Alongside other British retailers, such as Ted Baker and Superdry, French Connection has faced subdued consumer demand brought on by political uncertainty related to Britain’s exit from the European Union.
“The second half of the year has proved to be particularly challenging. A tough economic climate, particularly in the UK, provided headwinds that impacted on our ability to build on the improvement in the first six months. Underlying result for the full year to January 2020 was a loss of £2.9m compared to an underlying profit of £0.8m in the comparative period,” explained Lee Williams, Chief Financial Officer.
During the second half of the financial year, the company closed all of their fourteen joint venture stores in China and Hong Kong, which generated a total loss of £0.5m.
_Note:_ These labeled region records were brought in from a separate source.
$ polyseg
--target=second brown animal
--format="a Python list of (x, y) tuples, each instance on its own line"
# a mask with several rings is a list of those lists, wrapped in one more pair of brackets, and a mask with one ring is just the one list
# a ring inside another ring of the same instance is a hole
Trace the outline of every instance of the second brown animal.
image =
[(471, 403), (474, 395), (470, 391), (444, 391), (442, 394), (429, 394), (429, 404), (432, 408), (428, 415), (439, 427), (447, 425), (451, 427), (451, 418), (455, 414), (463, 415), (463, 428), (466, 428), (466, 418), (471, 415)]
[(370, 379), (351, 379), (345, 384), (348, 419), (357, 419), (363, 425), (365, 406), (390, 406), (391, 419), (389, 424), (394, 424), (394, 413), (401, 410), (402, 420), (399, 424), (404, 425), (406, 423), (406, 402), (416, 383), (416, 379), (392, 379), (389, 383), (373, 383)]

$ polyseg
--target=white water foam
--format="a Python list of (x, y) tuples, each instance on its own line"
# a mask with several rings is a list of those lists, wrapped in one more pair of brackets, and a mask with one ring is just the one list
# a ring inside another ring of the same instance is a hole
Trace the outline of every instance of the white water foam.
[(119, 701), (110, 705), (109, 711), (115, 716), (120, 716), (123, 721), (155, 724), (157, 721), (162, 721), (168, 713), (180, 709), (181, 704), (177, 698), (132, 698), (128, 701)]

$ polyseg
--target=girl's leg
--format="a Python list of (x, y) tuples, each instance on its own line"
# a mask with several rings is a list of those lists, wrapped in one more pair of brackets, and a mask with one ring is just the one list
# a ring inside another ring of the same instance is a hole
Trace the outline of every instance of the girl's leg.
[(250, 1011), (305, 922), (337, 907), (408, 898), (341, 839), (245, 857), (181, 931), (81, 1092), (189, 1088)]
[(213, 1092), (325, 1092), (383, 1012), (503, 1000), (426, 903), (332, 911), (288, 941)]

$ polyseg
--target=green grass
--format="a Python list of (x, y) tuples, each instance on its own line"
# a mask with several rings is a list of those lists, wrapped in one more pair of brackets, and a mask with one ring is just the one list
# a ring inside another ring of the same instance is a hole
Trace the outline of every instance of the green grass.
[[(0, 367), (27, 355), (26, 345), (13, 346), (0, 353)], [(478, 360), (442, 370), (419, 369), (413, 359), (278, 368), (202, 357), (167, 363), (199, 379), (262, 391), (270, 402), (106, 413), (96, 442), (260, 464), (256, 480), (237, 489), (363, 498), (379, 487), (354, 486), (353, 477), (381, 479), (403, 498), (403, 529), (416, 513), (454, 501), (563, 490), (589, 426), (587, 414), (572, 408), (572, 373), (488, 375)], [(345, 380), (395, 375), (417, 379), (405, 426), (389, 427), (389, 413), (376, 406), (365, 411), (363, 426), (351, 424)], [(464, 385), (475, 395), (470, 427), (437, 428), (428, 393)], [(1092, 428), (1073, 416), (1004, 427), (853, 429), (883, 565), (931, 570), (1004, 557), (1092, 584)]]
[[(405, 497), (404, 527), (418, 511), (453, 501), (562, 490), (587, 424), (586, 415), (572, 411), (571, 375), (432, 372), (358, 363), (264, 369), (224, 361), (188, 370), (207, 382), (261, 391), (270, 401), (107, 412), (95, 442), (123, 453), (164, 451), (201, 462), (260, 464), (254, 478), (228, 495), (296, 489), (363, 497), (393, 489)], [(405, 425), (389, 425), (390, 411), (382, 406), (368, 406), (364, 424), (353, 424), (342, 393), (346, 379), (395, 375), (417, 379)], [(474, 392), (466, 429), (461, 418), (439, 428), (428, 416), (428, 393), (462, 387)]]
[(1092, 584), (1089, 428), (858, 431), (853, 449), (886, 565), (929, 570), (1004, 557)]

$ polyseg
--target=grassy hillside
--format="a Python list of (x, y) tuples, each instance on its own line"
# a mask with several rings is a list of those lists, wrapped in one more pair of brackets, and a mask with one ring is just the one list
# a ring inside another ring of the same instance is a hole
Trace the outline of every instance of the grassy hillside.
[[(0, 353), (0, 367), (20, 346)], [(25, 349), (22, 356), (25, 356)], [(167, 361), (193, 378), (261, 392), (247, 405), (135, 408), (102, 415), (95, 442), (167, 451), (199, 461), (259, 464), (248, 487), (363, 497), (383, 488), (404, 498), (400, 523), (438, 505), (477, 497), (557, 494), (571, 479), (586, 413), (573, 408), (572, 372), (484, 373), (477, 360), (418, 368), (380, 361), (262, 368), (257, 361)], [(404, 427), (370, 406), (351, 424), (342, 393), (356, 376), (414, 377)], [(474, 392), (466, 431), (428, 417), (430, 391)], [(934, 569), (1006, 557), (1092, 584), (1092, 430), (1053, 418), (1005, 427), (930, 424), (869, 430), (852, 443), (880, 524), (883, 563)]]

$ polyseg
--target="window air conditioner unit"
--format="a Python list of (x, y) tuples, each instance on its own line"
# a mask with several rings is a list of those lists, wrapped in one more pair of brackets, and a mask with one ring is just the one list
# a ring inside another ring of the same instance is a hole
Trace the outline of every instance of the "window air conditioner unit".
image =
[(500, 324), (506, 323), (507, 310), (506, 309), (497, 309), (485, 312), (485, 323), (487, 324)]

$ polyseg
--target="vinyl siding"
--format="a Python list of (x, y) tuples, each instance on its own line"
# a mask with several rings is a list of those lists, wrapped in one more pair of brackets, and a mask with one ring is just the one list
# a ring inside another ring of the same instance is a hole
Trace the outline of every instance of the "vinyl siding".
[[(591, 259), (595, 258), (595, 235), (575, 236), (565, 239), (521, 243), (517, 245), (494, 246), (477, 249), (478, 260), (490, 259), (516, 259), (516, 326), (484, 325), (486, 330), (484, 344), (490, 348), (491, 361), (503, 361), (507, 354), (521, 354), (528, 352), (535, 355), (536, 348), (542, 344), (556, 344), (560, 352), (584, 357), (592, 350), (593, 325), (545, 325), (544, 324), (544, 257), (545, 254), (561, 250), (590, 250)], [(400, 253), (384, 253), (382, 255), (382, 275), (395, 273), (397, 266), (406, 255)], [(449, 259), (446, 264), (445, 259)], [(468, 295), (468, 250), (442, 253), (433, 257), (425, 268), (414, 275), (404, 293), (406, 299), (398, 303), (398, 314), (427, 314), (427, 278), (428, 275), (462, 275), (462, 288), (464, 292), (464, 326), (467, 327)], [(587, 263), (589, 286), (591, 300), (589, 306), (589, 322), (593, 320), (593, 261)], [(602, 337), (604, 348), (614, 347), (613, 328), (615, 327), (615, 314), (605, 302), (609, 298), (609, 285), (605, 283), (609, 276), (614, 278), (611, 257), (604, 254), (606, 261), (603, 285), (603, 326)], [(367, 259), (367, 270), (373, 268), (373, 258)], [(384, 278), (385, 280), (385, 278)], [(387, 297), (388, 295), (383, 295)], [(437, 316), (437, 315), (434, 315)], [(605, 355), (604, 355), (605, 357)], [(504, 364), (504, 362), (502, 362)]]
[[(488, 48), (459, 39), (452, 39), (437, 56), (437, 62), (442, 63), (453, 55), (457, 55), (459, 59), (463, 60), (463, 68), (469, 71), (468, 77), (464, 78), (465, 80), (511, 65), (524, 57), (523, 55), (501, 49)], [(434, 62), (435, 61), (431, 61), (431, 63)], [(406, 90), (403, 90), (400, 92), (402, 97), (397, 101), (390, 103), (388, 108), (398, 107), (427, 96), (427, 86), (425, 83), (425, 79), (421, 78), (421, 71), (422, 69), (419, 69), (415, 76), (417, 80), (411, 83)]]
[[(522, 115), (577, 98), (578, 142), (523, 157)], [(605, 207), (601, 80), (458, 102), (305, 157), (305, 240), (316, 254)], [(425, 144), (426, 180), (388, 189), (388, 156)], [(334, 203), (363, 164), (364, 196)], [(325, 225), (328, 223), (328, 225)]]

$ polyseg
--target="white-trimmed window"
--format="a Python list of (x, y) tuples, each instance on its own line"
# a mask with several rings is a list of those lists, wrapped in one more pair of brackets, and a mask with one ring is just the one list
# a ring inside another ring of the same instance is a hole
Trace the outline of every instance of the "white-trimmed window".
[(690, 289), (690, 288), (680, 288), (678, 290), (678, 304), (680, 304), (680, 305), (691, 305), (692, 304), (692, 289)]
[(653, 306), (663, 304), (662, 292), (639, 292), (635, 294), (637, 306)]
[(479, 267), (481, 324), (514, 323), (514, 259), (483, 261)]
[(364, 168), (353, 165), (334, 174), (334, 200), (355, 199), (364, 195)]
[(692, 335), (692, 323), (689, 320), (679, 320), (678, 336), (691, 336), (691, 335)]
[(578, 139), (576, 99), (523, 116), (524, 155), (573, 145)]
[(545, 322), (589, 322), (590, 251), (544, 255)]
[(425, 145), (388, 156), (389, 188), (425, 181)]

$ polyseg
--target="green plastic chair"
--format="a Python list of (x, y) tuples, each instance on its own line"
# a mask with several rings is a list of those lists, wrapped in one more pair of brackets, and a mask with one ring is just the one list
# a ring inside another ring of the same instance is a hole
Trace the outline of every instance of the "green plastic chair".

Further to this, wholesale revenue grew in North America but contracted in the UK and Europe due to shipment timing, which resulted in an overall decline of 4.8%. Retail sales decreased by 20.0% and e-commerce revenue also contracted by 8.1%.
“We believe the trading landscape in the UK is unlikely to improve in the short term, and this has a potential impact on both the retail and wholesale businesses. Against this background, we are working hard to ensure we are operating as efficiently and cost-effectively as possible while working closely with all our trading partners to maximise business with them,” added Marks.